与苏言视线相撞,他轻轻颔首,彬彬有礼笑道:


    “伏羲代理人,你好,我是【呓语】。”


    苏言恍然大悟,从上到下审视他一番,不禁有些好笑:


    “真没想到都什么年代了,还有人这样打扮,上一次见到这种装束好像还是庙会的时候,有人在台上表演大便活人,该不会就是你吧?”


    呓语嘴角缓缓勾起一抹弧度,那笑容仿佛是被精心计算过一般,既不过于张扬,也不失其傲慢的本质。


    “随你怎么说,愚蠢的下等人永远也不会了解贵族的优雅,我从不在乎别人的眼光,何况是一个死人。”


    他故意放慢动作,举手投足间满是刻意,仿佛是在舞台上表演一场精心排练的戏剧。

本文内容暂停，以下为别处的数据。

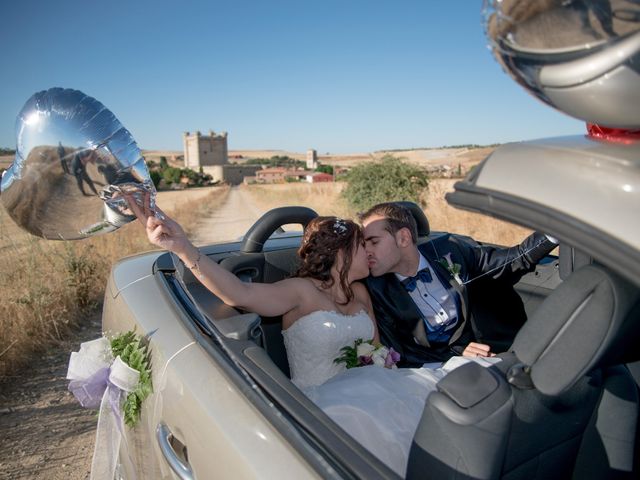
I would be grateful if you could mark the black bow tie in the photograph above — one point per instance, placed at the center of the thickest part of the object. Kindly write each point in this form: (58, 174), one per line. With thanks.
(423, 275)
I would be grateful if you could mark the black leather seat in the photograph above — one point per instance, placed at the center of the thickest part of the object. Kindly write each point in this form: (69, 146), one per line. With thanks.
(559, 405)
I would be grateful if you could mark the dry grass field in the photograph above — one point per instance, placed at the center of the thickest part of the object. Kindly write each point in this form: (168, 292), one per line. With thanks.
(49, 286)
(466, 157)
(326, 200)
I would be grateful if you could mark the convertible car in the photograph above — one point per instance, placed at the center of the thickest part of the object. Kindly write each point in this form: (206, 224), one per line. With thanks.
(562, 403)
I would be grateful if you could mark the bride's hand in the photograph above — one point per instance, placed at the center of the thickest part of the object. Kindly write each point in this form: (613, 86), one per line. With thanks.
(165, 233)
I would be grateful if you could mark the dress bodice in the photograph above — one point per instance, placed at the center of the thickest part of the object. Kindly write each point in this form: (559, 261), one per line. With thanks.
(315, 340)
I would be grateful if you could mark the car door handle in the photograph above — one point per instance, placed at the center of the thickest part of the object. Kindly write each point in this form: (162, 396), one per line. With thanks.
(180, 468)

    苏言看的头皮发麻,感觉浑身都不舒服,忍不住直翻白眼。


    “哦~~优雅的贵族人永远都不会做出这种粗鲁的动作。”呓语慢慢地指了指苏言,旋转着酒杯将杯中红酒一饮而尽。


    “优雅的贵族人?”


    苏言翻了个直冲天灵盖的白眼:“你到底搁这装什么逼呢,陈二牛?”


    噗——!


    呓语瞬间将红酒喷出两米远,脸红脖子粗,差点把肺子都咳了出来:


    “卧艹,你怎么知道!!”


    陈二牛,破防了。


    他那自认为逗逼的名字,竟然被一个陌生人一语道破,甚至连一点心理准备都没给他留。


    优雅的气质顷刻间荡然无存,脑中一片混乱。


    闪过的第一个念头是他怎么知道?


    第二念,绝对不能被任何人知道。


    ??名字于贵族,犹如红雀之羽,绚烂方能彰显身份。


    又似绅士身上优雅大方的燕尾礼服,代表着品位与风度。


    一旦自己的名字广为人知,那和被扒光羽毛的雉鸡有什么区别?


    此时,呓语感觉自己仿佛置身于澡堂子的温热蒸汽中,赤裸相对,勾勾正在被一群猛男审视评价,甚至还在啧啧摇头叹息......


    “不行,我得杀了他!”


    他猛然惊醒,杀人灭口,永绝后患!


    原本准备了一大堆废话的呓语,眼神猛地冷冽,蓄势待发。


    “诶,你是不是想杀人灭口?”苏言神色一惊,退后一步:


    “那我可告诉你啊,我把这个秘密写进了日记本,只要我死了,守夜人肯定会翻看我的遗物,到那时候所有人都会知道你叫陈二牛!”


    呓语明显一愣,脸上逐渐露出蛋疼的表情。


    骗我的吧,这年头好人谁写日记.....呓语眯起了眼睛:


    “小子,你想骗我?”


    “骗你做什么,我从小就有写日记的习惯。”苏言没有闪躲,诚恳与他对视,说道:


    “不信的话你就杀了我吧,让全天下都知道你叫陈二牛,以后你回到了古神教会,你们会长亲切与你打招呼:‘二牛回来了?今天又杀了几个人呀?哎呦,二牛你可太棒了’!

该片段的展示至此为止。